В ночь, когда убили Уилла и Фрэнсиса, ооновская переводчица из Сараево рассказывала мне, что теряет друзей почти каждую неделю. «От этого как бы застываешь, — сказала она совсем спокойно. — Приходится». Женщина говорила сочувственно и очень по-доброму, она не собиралась ни принижать мое горе, ни объяснять, как это должно быть. Она вела себя так, как только и можно вести себя с человеком, перенесшим утрату, — говорила о своем горе, чтобы я не оставался наедине со своим; однако ее печаль истрепалась и застыла, и это красноречиво подчеркивало то, что с ней стало. Как доктор Стивенс и его команда, как инспектор по сумкам в катакомбах, как мой приятель Тион, катающий туристов на мотоцикле в Чоенг Ёк — я становился таким же, как они. Сараево не было моей первой фронтовой зоной, я не впервые видел смерть, но я никогда его не забуду. Морг госпиталя Косево, как и весь Сараево, жил без электричества, поэтому, как я повторяю уже в который раз, там стояла такая вонь. Я помню сырный запах парижских катакомб и кисломолочный — белых катафалков доктора Стивенса; после госпиталя Косево моя одежда пахла рвотой, уксусом и гниющими кишками. Я вернулся в свой дом, получивший положенную долю пулеметных очередей и ракетных обстрелов, и стал выяснять, что меня беспокоит — в голове у меня не было места печали о мертвых, только страх, а еще волнение, буду ли я сегодня что-нибудь есть, поскольку из-за сбитого ооновского самолета аэропорт закрыли, а всю свою еду я раздал. Смерть была у меня на коже и за стенами дома — может, моя смерть, а может, чья-то еще; я старался жить мудро и осторожно, не тратя время на собственную смерть, хотя, бывало, слышал ее рычание. После катакомб у меня был целый день, и весь этот день я посвятил смерти, хотя никто не собирался на меня нападать. В Сараево же я просто бежал — смерть там была повсюду, смерть за смертью, такая бессмысленная и для меня случайная.

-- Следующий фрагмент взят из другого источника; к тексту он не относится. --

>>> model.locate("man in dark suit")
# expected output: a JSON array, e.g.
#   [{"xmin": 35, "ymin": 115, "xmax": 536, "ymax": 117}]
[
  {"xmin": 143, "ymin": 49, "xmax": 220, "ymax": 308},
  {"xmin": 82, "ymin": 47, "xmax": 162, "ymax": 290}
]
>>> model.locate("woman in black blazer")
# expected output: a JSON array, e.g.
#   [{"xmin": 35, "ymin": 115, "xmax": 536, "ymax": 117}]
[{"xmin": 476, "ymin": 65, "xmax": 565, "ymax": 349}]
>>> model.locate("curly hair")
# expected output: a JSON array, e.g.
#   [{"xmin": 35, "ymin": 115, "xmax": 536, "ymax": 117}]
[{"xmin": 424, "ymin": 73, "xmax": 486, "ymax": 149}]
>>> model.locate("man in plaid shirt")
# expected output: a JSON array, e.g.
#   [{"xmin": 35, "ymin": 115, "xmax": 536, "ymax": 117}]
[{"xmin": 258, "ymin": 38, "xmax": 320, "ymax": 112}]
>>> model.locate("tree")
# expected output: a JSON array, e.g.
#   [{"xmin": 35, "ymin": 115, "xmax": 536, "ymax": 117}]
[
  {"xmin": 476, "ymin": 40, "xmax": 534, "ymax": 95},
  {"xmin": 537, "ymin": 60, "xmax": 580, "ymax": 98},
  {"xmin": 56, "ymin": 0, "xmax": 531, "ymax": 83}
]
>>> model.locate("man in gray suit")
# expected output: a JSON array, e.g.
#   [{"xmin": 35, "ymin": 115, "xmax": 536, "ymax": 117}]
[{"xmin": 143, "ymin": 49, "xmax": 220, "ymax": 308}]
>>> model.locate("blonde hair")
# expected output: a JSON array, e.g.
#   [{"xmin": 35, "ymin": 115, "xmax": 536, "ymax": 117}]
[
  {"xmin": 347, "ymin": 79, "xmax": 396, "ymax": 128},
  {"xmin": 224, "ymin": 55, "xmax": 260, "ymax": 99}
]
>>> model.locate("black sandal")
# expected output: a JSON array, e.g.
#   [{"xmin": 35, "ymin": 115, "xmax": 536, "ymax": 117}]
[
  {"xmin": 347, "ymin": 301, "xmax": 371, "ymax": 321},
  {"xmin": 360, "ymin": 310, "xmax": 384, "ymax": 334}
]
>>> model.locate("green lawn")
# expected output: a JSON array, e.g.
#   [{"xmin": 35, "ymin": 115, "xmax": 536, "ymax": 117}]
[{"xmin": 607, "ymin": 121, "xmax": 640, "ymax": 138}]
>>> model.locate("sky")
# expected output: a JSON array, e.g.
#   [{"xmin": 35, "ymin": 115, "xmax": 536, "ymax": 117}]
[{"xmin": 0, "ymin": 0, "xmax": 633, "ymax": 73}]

В Мостаре на мне был пуленепробиваемый жилет, в него, звякнув о керамическую пластину, воткнулся осколок, так что в какой-то степени мне повезло, но Уилл, который вел тогда машину, получил предназначенную ему смерть прямо в лицо, наискось от подбородка. Он умирал бесконечно долго (кажется, минут пять). Винета сказала, что я или трус, или дурак, раз не прекратил его страдания. Я объяснил, что у журналистов нет оружия. Как бы то ни было, если бы я сидел на его месте, пуленепробиваемый жилет мне бы не помог.
У женщины, которую я любил, просто-напросто завелись в груди неправильные клетки; парень Винеты воевал не в том месте, не в то время, а может, он воевал с хорватами слишком ожесточенно или даже слишком хорошо. Для женщины, которую я любил, и для меня в Сараево ангел смерти был безликим, но Винете он явился в образе мучителя с лицом хорвата, и она возненавидела «этих хорватских ублюдков». Винета, если бы я мог отослать ангела смерти куда-нибудь от тебя подальше, я бы так и сделал. Может, кто-то другой, кто знает тебя лучше и любит сильнее, хотя бы уговорит твоего ангела закрыть лицо покрывалом и стать просто тьмой, словно Безликий из ирокезских легенд, просто злым жребием, «военным эпизодом», кем-то вроде ангела моей утонувшей сестры, и тогда твой гнев растворится в печали. Винета, если ты когда-нибудь прочтешь эту книгу, не считай меня бестактным и не думай, что я пытаюсь встать между тобой и твоим правом оплакивать любимого и гневаться на ангела.
Но он не Фрэнсис. Фрэнсис был хорошим человеком. И мне совсем не нравится, что, отправляясь тебя мучить, ангел украл у Фрэнсиса лицо.
Ангел в белом катафалке. Почему бы нам не уподобиться сотрудникам доктора Стивенса, которые взвешивают печальные и зловонные отходы насилия, снимают с них отпечатки пальцев и вскрывают их, пытаясь докопаться до причин? А когда пагубность, унылый вид или неприятный запах этих штук на столе начнет сводить нас с ума, почему бы нам не рассказать пару-тройку грубых анекдотов? Если мне удастся добавить хоть каплю к пониманию того, как и зачем ангел убивает людей, я буду, говоря словами доктора, — одной рукой в окровавленной перчатке он подносил ко рту чашку кофе, а другой резал мертвое тело, — да, я буду «доволен». К черту это эссе и ту большую работу, частью которой оно является. Я прошу у всех прощения за все его провалы.